Permaneceram em silêncio por alguns minutos, com o padeiro desconfortável por tê-la pressionado a falar sobre algo que notadamente a desconcertava mais do que a morte de seus pais, e também ela abatida pelas lembranças. Todavia, logo se recompôs, ao recordar-se de como Tina costumava defendê-la e ameaçar os garotos... ensinara-lhe uma azaração no quarto ano, pois sempre fora promissora com feitiços e, a partir dali, vez ou outra também se virava muito bem sozinha. Com tais memórias em mente, iniciou o cantarolar do hino de Ilvermorny sem que se desse conta, fazendo com que o padeiro estanca-se... a melodia soava familiar... estranhamente familiar... inconsciente, levou mais uma vez a mão ao local onde havia sido picado meses antes. Tão rápido, porém, quanto veio, a sensação deixou-o... só poderia ser coincidência.

— Eu sinto muito, senhorita Goldstein. – desculpou-se, quebrando o silêncio. Ela não respondeu, mas ouvia-o atentamente. – Só acho que se acostumar... bem... deveria dar uma lição em todos eles... – acrescentou incerto, mas com fervor, o que serviu para levá-la mais uma vez a sorrir. E rir gostosamente.

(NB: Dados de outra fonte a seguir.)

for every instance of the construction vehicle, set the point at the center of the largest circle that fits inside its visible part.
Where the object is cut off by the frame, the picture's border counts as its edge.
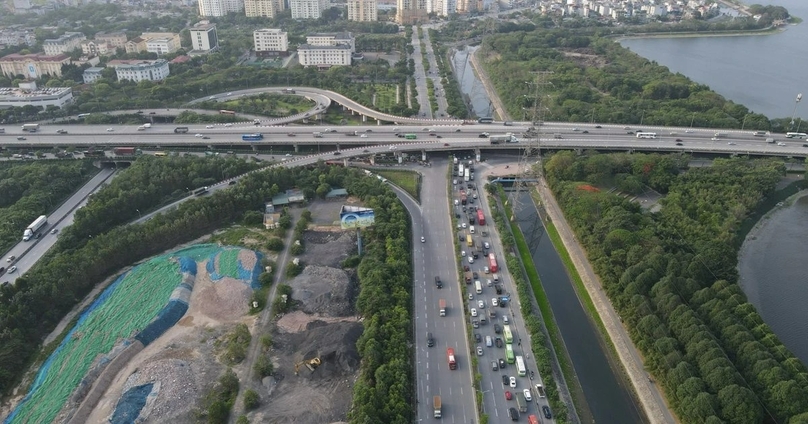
(311, 364)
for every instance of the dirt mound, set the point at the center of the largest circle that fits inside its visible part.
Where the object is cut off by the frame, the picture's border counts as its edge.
(324, 290)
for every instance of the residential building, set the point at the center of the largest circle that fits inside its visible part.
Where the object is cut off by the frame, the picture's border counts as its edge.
(29, 95)
(307, 9)
(363, 10)
(332, 39)
(204, 37)
(270, 40)
(140, 70)
(90, 75)
(263, 8)
(219, 7)
(33, 66)
(64, 44)
(410, 12)
(324, 56)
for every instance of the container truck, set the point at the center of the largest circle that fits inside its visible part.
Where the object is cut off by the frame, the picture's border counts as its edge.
(450, 357)
(34, 227)
(492, 263)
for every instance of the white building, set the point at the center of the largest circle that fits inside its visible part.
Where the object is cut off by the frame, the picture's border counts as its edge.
(363, 10)
(219, 7)
(263, 8)
(140, 70)
(324, 39)
(204, 37)
(29, 95)
(324, 56)
(270, 40)
(64, 44)
(307, 9)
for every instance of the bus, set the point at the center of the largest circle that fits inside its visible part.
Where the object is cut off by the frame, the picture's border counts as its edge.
(252, 137)
(520, 366)
(509, 353)
(506, 332)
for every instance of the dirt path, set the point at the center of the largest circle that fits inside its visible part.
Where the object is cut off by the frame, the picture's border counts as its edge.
(248, 378)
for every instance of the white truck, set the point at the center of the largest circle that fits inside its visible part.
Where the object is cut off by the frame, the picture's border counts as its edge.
(34, 227)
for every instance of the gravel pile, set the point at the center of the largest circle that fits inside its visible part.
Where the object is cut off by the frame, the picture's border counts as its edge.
(324, 290)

— Oh, não se preocupe, honey... vez ou outra eles descobrem que não sou tão boazinha... – retrucou com uma piscadela alegre, retornando aos seus trejeitos incertos, mas determinados; fazia-lhe perguntas sobre o uso disso ou aquilo, a respeito da receita, sugerindo esta ou aquela alteração. Pelo primeiro minuto, Jacob apenas ficou parado lá. Com os olhos presos naquela fada que soltava pequenos murmúrios consigo mesma, ao passo que executava os passos da receita. No fim, retornou a si e tornou a ajuda-la. Henry às vezes passava por eles, levando novos artigos para a padaria, e suas suspeitas só aumentavam com as risadinhas e os pequenos flertes. Contudo, não conseguia desgostar de nenhum dos dois ou questionar seus caráteres... havia alguma coisa cozinhando ali; superando todo seu ceticismo, chegava a crer que seria algo glorioso.